Billionaire GOP Donor Joe Rickett's Emails Include Racist 'Star Trek' Jokes, Slurs and Obama Conspiracies

Joe Ricketts, founder of brokerage firm TD Ameritrade and scion of a prominent family of Republican politicians and donors—including his sons, Nebraska governor Pete Ricketts and Todd, finance chairman of the Republican National Committees Trump Victory Committee—endorses and shares racist conspiracy theories in new emails revealed by Splinter on Monday.

Ricketts, 77, has spent tens of millions of dollars promoting conservative causes, including a $1 million pledge to President Donald Trump's 2016 campaign. In addition to their political connections, the Ricketts are also owners of the Chicago Cubs baseball team. The newly published emails provide insight into the ideological convictions of the most powerful Republican donors in the country, exposing conspiracy theories and prejudices behind their more composed, public-facing initiatives against social programs, unions and increased taxes on the rich.

Here are the racist conspiracy emails rotting right-wing billionaire Joe Ricketts' brain https://t.co/o4qzAm5ZvW pic.twitter.com/Zej7UCNeHf

— Splinter (@splinter_news) February 4, 2019

"I deeply regret and apologize for some of the exchanges I had in my emails," Ricketts said in a statement posted to his website. "Sometimes I received emails that I should have condemned. Other times I've said things that don't reflect my value system. I strongly believe that bigoted ideas are wrong."

Several of the emails released by Splinter show Ricketts was open to the racist "Birther" conspiracy theory—promoted by Trump since 2011—sharing a heavily-edited YouTube conspiracy video titled "Obama Admits He is a Muslim" with his two sons and Republican strategist Fred Davis. In 2011, Ricketts also shared a forwarded email alleging then-president Barack Obama not only isn't a U.S. citizen, but was once a sex worker in Pakistan who later purchased a fake diploma with profits made by smuggling heroin. Obama's political success is chalked up solely to his ability to "speak like a white man."

Ricketts is particularly fixated on "Radical Islam," writing in one email that "Muslims are naturally my (our) enemy due to their deep antagonism and bias against non-Muslims," further applauding efforts to increase fracking in the United States as a necessary prophylactic against the "antagonism and aggression of Muslims" in oil-producing Middle East nations. "We must all recognize the Islam [sic] is a dangerous element in our society due to its radical aspects."

One shocking email sent to Ricketts includes a racist Star Trek joke "The Iranian Ambassador to the U.N. had just finished giving a speech and walked out into the lobby of the convention center where he met U.S. General Petraeus," the joke begins.

"The Iranian whispered, 'My son watches this show called Star Trek and in it there is Chekhov who is Russian, Scotty who is Scottish, Uhura who is black and Sulu who is Japanese, but no Muslims. My son is very upset and doesn't understand why there aren't any Iranians, Iraqis, Afghans, Syrians or Pakistanis on Star Trek.'

The General laughed, leaned toward the Iranian ambassador and whispered back, 'That's because it takes place in the future.'"

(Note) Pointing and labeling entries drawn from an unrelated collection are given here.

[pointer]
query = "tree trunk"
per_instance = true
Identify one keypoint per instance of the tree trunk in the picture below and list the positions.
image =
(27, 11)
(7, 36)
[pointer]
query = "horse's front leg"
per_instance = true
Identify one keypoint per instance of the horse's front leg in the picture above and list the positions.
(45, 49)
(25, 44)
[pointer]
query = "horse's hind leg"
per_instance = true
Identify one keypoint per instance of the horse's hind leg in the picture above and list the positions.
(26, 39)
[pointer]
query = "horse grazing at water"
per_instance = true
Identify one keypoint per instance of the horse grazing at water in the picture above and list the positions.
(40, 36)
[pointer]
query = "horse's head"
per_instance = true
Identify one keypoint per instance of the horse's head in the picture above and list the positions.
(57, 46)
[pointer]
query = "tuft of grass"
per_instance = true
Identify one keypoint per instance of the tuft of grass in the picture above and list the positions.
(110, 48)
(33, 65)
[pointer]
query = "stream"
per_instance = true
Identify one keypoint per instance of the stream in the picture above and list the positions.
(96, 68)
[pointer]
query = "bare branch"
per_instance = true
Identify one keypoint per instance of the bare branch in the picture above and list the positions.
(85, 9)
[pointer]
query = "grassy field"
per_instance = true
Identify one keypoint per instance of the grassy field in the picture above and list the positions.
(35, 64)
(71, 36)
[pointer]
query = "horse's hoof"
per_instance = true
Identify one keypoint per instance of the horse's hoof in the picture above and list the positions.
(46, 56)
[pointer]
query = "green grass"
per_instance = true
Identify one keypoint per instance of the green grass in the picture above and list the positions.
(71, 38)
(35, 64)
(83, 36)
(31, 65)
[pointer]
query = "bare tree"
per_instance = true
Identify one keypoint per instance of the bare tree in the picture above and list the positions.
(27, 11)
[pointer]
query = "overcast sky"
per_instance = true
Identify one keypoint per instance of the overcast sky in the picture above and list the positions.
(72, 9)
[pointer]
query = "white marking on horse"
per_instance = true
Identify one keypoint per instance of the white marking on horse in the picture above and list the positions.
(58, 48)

Ricketts responded, "Good one. thx," and proposes a fishing trip. Rickett's stream of anti-Muslim emails and conspiracy theories prompted his son, Governor Ricketts of Nebraska, to urge his father to check Snopes.com, a site that fact checks the veracity of chain emails and other urban legends, viral stories and conspiracy theories that spread online.

But Ricketts prejudices extend beyond Muslims. Responding to another joke premised on Muslims, Mexicans, ex-con "Gang Bangers" burning to death while a white couple survives the fire because "They were at work," Ricketts responded simply "very good."

Ricketts replied "great laugh" to yet another racist joke—this one with a punchline dependent on the n-word—emailed to him by an associate. "I tired of Political Correct, Multicultural and Diversity aspects of our culture," Ricketts writes in another email.

Ricketts even touches on Seinfeld star Michael Richard's infamous 2006 on-stage rant, replying "Thanks H., I like this," to a long email using Richard's slur-filled set as a launching point to complain about black colleges, the hypocrisy of a multi-racial Miss America pageant, the lack of a White History Month and the novel anti-white slur "Caveman." Loaded with offensive slurs for Muslim, Jewish, Mexican, Arab and Asian people, the email ends, in all-caps and bright red font "BE PROUD TO BE WHITE."

Updated with a statement from Joe Ricketts.